I did also wonder if the film describes the sheer hell of making a film under the direction of Jagoda Szelc, for all that she insists that she is like a ‘mother hen’ with her actors – or even because of that very insistence – but she seems pleasant enough.

She certainly has a vision – the images here have an impressive stark clarity (courtesy of cinematographer Przemyslaw Brynkiewicz), and the pacing and atmosphere conjure a muted, building panic. Normally with anything like this I can expect the spectre of David Lynch to start asserting itself, but this is far less murky, despite the subdued palette, and instead it’s Kafka and Beckett that haunt the film – or at least my mind while I am watching it.

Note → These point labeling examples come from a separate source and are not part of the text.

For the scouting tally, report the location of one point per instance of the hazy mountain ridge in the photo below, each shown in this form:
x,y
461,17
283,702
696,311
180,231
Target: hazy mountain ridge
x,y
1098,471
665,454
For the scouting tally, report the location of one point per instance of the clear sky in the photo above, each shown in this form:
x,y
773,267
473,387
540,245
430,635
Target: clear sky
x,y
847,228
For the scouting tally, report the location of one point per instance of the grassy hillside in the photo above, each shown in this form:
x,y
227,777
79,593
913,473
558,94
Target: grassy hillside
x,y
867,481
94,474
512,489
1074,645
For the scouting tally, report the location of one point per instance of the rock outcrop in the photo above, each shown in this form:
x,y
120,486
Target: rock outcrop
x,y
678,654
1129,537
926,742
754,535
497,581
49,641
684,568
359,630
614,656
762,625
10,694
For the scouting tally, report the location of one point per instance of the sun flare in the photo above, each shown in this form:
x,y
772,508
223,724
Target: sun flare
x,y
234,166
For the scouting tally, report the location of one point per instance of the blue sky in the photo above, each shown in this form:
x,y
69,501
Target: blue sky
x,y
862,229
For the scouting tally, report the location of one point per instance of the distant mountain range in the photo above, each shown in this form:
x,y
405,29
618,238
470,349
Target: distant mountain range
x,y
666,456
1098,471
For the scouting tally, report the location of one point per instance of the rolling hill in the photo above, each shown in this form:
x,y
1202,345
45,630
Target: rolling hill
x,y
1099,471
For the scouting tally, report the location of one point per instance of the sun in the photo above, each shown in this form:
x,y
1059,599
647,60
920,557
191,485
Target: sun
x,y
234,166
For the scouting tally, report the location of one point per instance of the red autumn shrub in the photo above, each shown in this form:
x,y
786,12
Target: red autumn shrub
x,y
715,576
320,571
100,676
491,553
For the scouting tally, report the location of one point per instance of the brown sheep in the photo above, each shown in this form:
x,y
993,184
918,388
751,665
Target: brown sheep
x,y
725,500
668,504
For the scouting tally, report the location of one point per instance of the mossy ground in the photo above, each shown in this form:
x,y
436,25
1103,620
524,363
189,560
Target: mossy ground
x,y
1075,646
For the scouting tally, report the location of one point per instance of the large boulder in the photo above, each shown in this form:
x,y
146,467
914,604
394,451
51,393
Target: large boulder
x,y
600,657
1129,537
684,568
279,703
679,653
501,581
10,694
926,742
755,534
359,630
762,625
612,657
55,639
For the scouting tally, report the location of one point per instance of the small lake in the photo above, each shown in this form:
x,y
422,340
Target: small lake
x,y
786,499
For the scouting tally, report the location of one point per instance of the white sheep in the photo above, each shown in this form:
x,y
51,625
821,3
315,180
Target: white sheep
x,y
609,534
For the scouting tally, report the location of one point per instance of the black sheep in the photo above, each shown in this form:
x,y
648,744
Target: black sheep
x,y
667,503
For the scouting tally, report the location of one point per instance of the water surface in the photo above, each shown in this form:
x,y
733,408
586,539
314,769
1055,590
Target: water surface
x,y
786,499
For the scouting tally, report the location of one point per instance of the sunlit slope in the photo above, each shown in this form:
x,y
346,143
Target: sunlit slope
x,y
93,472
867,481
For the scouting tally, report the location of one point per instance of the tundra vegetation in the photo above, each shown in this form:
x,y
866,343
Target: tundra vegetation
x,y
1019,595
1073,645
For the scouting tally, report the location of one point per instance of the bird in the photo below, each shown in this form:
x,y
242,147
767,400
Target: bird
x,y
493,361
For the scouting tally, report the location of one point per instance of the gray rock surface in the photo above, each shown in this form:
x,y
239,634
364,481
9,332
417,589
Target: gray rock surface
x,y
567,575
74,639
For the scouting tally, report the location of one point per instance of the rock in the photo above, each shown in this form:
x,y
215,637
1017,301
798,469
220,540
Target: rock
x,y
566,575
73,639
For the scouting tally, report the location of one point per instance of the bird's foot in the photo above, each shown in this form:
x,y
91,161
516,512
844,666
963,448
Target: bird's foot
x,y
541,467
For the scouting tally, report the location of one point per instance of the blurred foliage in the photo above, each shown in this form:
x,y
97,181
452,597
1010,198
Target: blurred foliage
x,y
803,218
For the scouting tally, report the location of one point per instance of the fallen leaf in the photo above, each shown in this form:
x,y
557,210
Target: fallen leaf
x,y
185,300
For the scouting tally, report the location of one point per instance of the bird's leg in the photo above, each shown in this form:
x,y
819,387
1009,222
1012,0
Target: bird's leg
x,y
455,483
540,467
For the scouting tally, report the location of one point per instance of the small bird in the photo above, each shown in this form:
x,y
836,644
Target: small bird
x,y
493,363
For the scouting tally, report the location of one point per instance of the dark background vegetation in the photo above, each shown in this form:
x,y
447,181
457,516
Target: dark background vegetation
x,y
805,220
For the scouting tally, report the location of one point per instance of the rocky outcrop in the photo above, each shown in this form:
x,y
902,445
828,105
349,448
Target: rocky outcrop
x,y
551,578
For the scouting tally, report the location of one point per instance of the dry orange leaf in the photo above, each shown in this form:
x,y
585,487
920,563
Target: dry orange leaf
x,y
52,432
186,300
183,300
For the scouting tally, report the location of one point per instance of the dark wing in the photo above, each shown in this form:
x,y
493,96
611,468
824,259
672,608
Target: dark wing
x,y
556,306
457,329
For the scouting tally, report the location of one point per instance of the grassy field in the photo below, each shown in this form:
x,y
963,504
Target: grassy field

Like Isabella Eklöf, director of London Film Festival highlight Holiday, Szelc is remarkably clear-eyed and unsentimental about her work, and gets away with statements that might otherwise have sounded pretentious, such as that she doesn’t make films ‘for an audience’ (because, as she quite reasonably points out, she doesn’t know them personally) and even that films have a ‘genetic code’, meaning – if I understood her correctly – that films choose the people who make them rather than the reverse, which makes perfect sense to me. I think.

Apparently the Poles consider Szelc to be the next big thing in world cinema. The world has yet to deliver its verdict, but as one inhabitant of it I offer a hesitant thumbs-up – unfortunately I missed Szelc’s debut, Tower. A Bright Day, also showing at this year’s Kinoteka, but I definitely intend to be in the audience of the next film that lets her direct it.